This guide explains the configurable limits across the PDF Accessibility solution and how to modify them. Limits exist at two levels:
- User-Facing Limits (UI) — Per-user quotas for file uploads, page counts, and file size, managed through Cognito custom attributes in the PDF_accessability_UI repository.

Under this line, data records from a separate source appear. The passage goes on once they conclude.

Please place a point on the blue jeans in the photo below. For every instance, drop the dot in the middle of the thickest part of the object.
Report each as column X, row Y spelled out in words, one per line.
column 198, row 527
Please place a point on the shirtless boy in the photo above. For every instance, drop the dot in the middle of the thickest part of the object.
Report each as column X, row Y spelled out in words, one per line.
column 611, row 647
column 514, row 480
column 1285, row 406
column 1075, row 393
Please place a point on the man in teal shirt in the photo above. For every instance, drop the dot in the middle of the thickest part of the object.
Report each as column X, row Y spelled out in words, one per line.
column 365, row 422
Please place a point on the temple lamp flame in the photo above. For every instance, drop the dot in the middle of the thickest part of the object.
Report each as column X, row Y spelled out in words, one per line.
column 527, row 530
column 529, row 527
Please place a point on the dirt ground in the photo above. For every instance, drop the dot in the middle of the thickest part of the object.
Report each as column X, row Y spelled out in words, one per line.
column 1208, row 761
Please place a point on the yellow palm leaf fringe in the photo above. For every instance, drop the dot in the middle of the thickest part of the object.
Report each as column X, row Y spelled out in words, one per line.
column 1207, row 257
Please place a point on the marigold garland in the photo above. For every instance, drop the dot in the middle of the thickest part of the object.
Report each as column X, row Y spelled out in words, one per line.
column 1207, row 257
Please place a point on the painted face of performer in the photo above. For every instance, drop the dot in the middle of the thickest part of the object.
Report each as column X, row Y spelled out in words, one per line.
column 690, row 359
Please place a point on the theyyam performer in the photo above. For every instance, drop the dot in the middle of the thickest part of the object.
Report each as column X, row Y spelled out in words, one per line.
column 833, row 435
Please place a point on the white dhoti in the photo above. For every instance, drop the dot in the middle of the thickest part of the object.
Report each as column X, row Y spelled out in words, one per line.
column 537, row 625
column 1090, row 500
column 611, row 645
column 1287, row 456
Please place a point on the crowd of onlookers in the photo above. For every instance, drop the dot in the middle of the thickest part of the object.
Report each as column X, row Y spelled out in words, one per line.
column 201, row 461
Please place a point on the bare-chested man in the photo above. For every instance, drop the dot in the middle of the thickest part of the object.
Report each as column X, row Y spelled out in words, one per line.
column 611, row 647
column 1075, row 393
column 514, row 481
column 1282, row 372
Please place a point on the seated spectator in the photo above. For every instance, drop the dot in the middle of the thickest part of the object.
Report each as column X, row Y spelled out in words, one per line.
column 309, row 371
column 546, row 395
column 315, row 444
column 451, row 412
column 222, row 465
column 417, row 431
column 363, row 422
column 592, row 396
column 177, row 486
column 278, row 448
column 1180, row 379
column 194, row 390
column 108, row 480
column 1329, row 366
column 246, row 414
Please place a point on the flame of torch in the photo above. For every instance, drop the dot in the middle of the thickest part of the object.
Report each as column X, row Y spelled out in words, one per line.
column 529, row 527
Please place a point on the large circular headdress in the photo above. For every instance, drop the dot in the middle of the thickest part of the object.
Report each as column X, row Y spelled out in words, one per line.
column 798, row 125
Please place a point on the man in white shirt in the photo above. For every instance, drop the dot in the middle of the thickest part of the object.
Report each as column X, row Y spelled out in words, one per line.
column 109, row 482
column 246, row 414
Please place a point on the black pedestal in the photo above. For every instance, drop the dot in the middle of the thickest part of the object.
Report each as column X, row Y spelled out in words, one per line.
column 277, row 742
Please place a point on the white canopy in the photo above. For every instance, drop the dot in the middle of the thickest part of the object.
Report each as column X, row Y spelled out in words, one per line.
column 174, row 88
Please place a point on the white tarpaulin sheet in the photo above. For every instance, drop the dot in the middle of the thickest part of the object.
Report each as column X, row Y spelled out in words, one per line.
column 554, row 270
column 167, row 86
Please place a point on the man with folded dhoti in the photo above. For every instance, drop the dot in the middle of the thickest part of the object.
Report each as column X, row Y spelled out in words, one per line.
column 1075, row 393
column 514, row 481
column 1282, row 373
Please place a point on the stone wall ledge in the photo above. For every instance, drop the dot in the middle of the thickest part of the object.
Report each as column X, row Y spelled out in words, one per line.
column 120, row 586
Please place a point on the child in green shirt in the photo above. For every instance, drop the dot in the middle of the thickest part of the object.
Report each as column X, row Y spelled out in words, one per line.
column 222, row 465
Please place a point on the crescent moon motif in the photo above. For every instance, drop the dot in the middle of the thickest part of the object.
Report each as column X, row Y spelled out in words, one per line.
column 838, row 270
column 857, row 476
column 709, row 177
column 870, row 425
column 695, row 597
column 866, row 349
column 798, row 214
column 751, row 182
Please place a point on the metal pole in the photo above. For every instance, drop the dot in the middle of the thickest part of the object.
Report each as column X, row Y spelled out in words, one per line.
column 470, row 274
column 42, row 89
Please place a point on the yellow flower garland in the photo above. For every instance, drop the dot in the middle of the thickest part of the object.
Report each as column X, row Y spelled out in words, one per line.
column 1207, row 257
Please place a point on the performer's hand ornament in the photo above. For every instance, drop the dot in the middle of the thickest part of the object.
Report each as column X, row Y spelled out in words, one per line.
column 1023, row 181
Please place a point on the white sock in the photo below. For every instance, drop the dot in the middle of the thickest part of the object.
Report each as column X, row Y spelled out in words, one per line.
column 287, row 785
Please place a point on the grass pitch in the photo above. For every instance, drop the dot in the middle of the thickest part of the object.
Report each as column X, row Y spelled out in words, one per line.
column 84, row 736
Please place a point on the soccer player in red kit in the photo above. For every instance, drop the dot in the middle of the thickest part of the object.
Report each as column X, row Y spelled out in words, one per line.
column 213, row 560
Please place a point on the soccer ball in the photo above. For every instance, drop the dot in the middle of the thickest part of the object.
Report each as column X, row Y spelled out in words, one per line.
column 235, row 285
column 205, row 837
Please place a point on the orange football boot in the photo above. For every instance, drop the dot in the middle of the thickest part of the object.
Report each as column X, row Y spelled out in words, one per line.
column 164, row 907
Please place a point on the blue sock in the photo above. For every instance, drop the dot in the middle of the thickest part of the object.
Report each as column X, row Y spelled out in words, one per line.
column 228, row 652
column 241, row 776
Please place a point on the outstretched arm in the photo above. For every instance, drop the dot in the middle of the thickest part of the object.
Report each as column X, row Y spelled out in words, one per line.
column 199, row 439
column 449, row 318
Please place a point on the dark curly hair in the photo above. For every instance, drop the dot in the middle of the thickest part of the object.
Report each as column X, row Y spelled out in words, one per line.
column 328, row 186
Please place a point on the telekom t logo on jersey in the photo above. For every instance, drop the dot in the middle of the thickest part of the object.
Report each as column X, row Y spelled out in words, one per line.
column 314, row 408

- Infrastructure Limits (Backend) — Resource-level settings such as Lambda timeouts, memory, chunk sizes, and concurrency, managed in this repository.
| Section | Description |
|---|---|
| User-Facing Limits (UI) | File upload quotas, page limits, and size limits per user |
| Modifying User Limits via Cognito Console | How to change limits for an individual user |
| Modifying Default Group Limits in Code | How to change the defaults assigned to new users |
| Infrastructure Limits (Backend) | Lambda, ECS, Step Functions, and processing settings |
| PDF-to-HTML Processing Defaults | Configuration defaults for the PDF-to-HTML pipeline |
When the PDF Accessibility UI is deployed, each user is assigned limits via Cognito custom attributes. These limits control what users can upload through the web interface.
| Attribute | Description | Default (DefaultUsers) |
|---|---|---|
custom:max_files_allowed |
Maximum number of files a user can upload | 8 |
custom:max_pages_allowed |
Maximum number of pages per PDF | 10 |
custom:max_size_allowed_MB |
Maximum file size in MB | 25 |
custom:total_files_uploaded |
Current upload count (tracked automatically) | 0 |
The UI creates three Cognito user groups, each with different default limits:
| Attribute | DefaultUsers | AmazonUsers | AdminUsers |
|---|---|---|---|
max_files_allowed |
8 | 15 | 100 |
max_pages_allowed |
10 | 10 | 2500 |
max_size_allowed_MB |
25 | 25 | 1000 |
These defaults are set when a user first signs up and is automatically assigned to a group. Users with an @amazon.com email are assigned to AmazonUsers; all others go to DefaultUsers. Administrators can move users to AdminUsers manually through the Cognito console.
To change limits for a specific user without redeploying:
- Open the Amazon Cognito Console.
- Select the user pool named
PDF-Accessability-User-Pool. - Navigate to Users and search for the user by email or username.
- Select the user and scroll to User attributes.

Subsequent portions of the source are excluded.